CDP: Turn Scattered Data into Powerful Strategies

What is a CDP? (For technical teams)

This article provides an overview of what a Customer Data Platform (CDP) is for technical teams. By technical teams, we primarily mainly Data/Software Engineers. The article’s focus is to briefly describe what a CDP is, how they are categorized, and the main functionalities that engineers should interact with in a CDP.

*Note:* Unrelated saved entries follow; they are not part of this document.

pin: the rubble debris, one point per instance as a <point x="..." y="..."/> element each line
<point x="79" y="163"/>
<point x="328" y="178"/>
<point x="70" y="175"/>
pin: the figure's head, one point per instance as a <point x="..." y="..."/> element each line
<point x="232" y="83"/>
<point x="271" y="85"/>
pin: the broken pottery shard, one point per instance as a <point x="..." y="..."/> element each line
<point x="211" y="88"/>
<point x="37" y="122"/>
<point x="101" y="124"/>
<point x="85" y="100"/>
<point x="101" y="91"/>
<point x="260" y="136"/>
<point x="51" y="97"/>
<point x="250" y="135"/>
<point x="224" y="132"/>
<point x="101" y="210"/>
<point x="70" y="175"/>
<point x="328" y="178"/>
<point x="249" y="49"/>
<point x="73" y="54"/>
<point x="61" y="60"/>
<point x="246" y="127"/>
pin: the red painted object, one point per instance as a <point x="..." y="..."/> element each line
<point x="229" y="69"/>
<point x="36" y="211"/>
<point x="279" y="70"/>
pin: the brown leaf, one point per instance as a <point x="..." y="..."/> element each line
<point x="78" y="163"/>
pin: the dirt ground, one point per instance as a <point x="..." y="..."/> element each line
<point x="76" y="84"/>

A Customer Data Platform (CDP) is a software solution designed to enable a unified view of the customer throughout the organization (often called a 360º view). It provides tools and mechanisms to perform identity resolution (ID) between different customer contexts. In the context of CDPs, ID resolution refers to identifying and connecting varied representations of customer profiles from different sources, systems, and databases. This unified view allows the creation of highly detailed and accurate customer segmentation. These segmentations are the main factor that makes CDPs useful and valuable for business teams, enabling use cases such as Customer Journey Orchestration and decision-making tools like Marketing Mix Modeling.

Types of CDP: CDPs are categorized according to different taxonomies, ranging from two to ten categories. One of the most widely used taxonomies is the one proposed by the CDP Institute, which includes four categories: Data CDP, Analytics CDP, Campaign CDP, and Delivery CDP. These categories can be represented as concentric circles, with each category extending the previous one by adding new functionalities.

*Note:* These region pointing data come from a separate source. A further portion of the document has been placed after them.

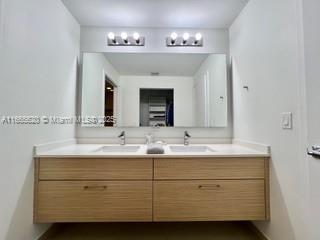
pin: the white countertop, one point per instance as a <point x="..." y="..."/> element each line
<point x="92" y="151"/>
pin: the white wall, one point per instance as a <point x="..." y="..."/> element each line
<point x="311" y="34"/>
<point x="130" y="92"/>
<point x="265" y="53"/>
<point x="211" y="91"/>
<point x="94" y="71"/>
<point x="39" y="42"/>
<point x="215" y="41"/>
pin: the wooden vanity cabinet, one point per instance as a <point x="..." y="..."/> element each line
<point x="210" y="189"/>
<point x="164" y="189"/>
<point x="93" y="190"/>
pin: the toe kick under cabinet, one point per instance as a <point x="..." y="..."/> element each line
<point x="151" y="189"/>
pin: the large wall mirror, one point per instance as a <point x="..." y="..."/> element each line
<point x="154" y="90"/>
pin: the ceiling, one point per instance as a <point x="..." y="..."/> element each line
<point x="143" y="64"/>
<point x="156" y="13"/>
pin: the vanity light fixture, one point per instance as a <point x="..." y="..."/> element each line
<point x="125" y="40"/>
<point x="185" y="40"/>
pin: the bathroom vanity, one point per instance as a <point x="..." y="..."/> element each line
<point x="81" y="183"/>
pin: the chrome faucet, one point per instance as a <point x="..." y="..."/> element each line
<point x="186" y="138"/>
<point x="122" y="137"/>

  • Data CDP: Contains the core functionalities of a CDP, offering data integration with external sources, ID resolution, and data export to other systems.
  • Analytics CDP: In addition to the feature of the Data CDP, it includes analytical applications for customer data, such as building segmentations and, in some cases, basic machine learning applications.
  • Campaign CDP: Adds personalized treatments for individual profiles within segmentations, such as building customer orchestration journeys.
  • Delivery CDP: Combines all the previous functionalities and adds the ability to send messages directly to customers, eliminating the need for third-party software for this task.

Technical Teams in the CDP Context: Although the real value of a CDP is experienced by business and marketing teams, this would not be possible without the involvement of technical teams. CDPs cannot be deployed, maintained, or properly used without the contribution of technical professionals. The contributions of these teams can be divided into three categories: importing data into the CDP, configuring the ID resolution process, and exporting data from the CDP. In summary, the technical operation of a CDP can be described as a highly specialized ETL (Extract, Transform, Load) process.

Types of Customer Data Plateforms (CDP)

CDP’s types

Importing Data into the CDP

To obtain a unified view of customers, it is necessary to import data from different services or sources into the CDP. Most CDPs on the market offer highly abstract native connectors for various services, which usually only require authentication credentials and can be configured through simple graphical interface. These connectors often offer detailed ingestion modes, such as incremental, batch, or real-time ingestion. For more complex or unusual services, additional work may be required from technical teams, such as the use of Tag Management Systems (TMS). Some CDPs provide specific TMS solutions, which may involve JavaScript code, for instance.

ID Resolution Configuration

The ID resolution process varies according to the CDP but is usually carried out using SQL or similar code. The task consists of preparing the imported data and setting up the workflow to unify the different sources into a single customer profile. A key step is creating a unique ID field to identify each customer across all the databases. This ID is typically derived from fields already present in the imported data, such as emails or government identification numbers. When strong IDs are not available, the profile’s email is often used as a starting point for ID resolution. Below is a more concrete example of ID resolution at CDP Treasure Data.

CDP: Id Resolution Configuration

The initial part of the flow defines the keys that will be used in the ID, e-mail, document number and name resolution process. Here, you indicate the fields that are solid enough to identify the same profile in several different databases.

Identification of the tables to be unified

Identification of the tables to be unified

The next part of the flow lists the tables that will be used in the unification process. In this part of the unification process, the tables that register profiles or have any profile identification records are indicated. It is also in this part that the keys for each table that will be used in the unification are specified.

IMAGE

 

Definition of the construction of the unified ID

Definition of the construction of the unified ID

This section defines what, in the context of some CDPs, is called the canonical ID. This is the ID that is sought to be created/identified during the ID resolution process, it is the ID that identifies a profile among all the databases used in the ID resolution process. At this point, there are different strategies for selecting such and such ID(s). In the example above, the canonical ID will be an ID made up of three different fields.